Contextualizing Explanations in Fluid Collaboration
Spontaneous collaboration in everyday tasks, like cooking together, requires quick adaptation to partners and situations. The resulting collaboration is fluid in that a dynamic and spontaneous mode of interaction emerges where participants continuously adapt their roles and responsibilities. Unlike in structured environments such as surgical operations, where roles are predefined, fluid collaboration (FC) thrives through the combination of implicit coordination, actions, and explicit communication. In this paper, we explore the use of explanations within FC and how they are contextualized with regard to, e.g., collaborative actions, mutual understanding, and coordination of the partners.

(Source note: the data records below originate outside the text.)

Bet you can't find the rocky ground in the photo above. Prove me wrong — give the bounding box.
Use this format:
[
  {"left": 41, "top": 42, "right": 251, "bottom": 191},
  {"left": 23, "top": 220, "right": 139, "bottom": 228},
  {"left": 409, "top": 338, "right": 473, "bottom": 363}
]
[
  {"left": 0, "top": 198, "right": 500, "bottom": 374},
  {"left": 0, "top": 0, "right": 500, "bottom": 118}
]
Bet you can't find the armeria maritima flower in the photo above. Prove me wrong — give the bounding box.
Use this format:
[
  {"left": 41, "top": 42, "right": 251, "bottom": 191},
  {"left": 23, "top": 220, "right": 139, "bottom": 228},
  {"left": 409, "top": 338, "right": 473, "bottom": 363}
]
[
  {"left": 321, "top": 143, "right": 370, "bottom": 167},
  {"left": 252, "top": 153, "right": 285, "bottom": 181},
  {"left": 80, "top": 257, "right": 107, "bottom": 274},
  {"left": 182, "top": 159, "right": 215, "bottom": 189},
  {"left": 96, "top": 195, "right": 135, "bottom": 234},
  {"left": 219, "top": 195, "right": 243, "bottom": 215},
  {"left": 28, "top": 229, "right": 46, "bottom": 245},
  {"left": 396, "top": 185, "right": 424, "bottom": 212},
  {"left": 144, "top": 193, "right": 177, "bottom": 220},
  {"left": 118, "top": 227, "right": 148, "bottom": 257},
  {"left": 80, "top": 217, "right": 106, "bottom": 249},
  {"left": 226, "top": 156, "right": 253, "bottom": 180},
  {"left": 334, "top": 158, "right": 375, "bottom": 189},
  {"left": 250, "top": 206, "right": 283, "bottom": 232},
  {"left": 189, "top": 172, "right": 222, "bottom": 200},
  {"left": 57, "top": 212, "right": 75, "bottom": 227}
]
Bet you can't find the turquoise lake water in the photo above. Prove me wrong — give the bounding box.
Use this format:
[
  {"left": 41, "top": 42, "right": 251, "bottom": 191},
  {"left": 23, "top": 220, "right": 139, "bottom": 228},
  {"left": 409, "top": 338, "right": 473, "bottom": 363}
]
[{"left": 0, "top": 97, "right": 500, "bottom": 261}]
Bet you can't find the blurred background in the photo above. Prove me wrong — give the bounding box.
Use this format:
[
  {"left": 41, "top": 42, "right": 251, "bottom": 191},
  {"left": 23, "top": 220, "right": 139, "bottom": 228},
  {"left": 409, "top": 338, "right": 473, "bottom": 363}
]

In collaboration, explanations aid the coordination of actions by creating transparency and improving team performance. They help partners understand each other’s actions and intentions, facilitating smoother interactions and building trust in the partner. More importantly, explicit explanations can serve as a repair mechanism if implicit coordination fails. We have developed the Cooperative Cuisine (CoCu) environment to study fluid collaboration in human-agent teams. In CoCu, teams need to prepare meals for fast-paced, incoming orders, similar to the game Overcooked!. In contrast to similar environments, CoCu focuses on the engagement of human participants in the collaboration process through continuous movement and controllable, more complex tasks. We conducted a preliminary study on human-human teams in FC. 30 participants collaborated in dyads in four levels with different layouts, each for five minutes. The collaboration and the communication were recorded.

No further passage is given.